Hi, everyone! Does Anubias Nana roots have to be buried/attached or can you just use it as a floating plant? My betta loves playing through the roots and leaves while it's floating and it looks great...but just wondering if it will do fine floating or is it absolutely required to have it rooted onto/into something?

I'm cracking up here! He's using the rhizome as a little floating "hammock." LOL


----------



## ryry2012 (Mar 31, 2015)

Yes. You can keep it floating.


----------



## Phoenix777 (May 14, 2017)

ryry2012 said:


> Yes. You can keep it floating.


Whew! Thanks so much for the quick reply. :yourock:


----------



## bluebutterfly123 (Feb 23, 2017)

They are quite funny fish aren't they? My huge veil tail, For some reason thinks a teeny tiny leave floating near the surface, can hold his weight.. He's always "sitting" in it😂😂

Sent from my SM-N920W8 using Tapatalk


----------



## Phoenix777 (May 14, 2017)

bluebutterfly123 said:


> They are quite funny fish aren't they? My huge veil tail, For some reason thinks a teeny tiny leave floating near the surface, can hold his weight.. He's always "sitting" in it😂😂
> 
> Sent from my SM-N920W8 using Tapatalk


LOL Like a big person when they plonk down on a raft in a swimming pool and it partially sinks haha


----------



## indjo (Jun 6, 2010)

Thus far my anubias' (should have at least 3 types - according to the seller) grows faster floating. Anchored or in substrate, may melt. Not really sure why (rhyzom wasn't burried/covered)


----------



## Phoenix777 (May 14, 2017)

indjo said:


> Thus far my anubias' (should have at least 3 types - according to the seller) grows faster floating. Anchored or in substrate, may melt. Not really sure why (rhyzom wasn't burried/covered)
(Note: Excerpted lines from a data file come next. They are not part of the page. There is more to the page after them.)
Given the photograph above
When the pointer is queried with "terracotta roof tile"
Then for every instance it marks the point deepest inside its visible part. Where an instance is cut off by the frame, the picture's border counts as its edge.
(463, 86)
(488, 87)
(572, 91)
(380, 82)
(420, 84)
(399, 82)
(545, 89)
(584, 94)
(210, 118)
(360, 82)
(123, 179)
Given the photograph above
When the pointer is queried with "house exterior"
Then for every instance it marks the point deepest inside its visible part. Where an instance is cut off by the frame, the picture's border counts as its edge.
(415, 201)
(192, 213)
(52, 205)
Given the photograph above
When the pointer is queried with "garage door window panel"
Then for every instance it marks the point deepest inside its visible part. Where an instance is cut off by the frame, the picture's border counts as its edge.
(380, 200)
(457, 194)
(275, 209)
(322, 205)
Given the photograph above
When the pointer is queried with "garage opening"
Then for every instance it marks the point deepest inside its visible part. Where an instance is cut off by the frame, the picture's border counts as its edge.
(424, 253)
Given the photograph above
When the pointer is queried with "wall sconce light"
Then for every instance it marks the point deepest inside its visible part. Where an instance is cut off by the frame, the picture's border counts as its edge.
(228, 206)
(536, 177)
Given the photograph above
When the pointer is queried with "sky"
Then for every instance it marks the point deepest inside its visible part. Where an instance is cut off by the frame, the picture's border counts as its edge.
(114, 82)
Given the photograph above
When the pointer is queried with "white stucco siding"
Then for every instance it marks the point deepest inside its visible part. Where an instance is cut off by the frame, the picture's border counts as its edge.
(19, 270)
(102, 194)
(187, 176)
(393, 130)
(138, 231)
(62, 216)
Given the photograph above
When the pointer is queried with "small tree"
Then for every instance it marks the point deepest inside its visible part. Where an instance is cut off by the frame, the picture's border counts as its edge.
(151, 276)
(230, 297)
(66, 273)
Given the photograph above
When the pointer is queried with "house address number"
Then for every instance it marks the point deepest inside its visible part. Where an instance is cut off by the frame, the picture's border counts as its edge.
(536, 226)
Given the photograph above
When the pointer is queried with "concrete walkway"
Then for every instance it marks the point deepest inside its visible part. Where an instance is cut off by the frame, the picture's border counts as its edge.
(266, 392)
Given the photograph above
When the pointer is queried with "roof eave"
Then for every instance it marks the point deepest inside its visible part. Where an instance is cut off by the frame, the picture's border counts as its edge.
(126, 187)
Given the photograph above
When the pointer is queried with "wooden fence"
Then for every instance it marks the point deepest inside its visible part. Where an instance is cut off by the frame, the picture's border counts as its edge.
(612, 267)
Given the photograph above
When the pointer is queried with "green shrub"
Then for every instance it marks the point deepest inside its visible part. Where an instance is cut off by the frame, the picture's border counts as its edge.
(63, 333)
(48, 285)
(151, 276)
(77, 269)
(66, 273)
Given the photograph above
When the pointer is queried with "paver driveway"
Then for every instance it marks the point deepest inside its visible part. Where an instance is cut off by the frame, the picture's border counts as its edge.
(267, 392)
Interesting and good to know! Thanks for the reply. I've been floating mine and my betta seems to love it more than anchored. I hope the plant does well. So far, so good...


----------



## travellife (Jul 29, 2017)

I have Anubias floating in my shrimp tank and they look very healthy. I had them floating at one time in my betta's tank but was concerned with the roots damaging his fins so removed them.

Sent from my LG-K425 using Tapatalk


----------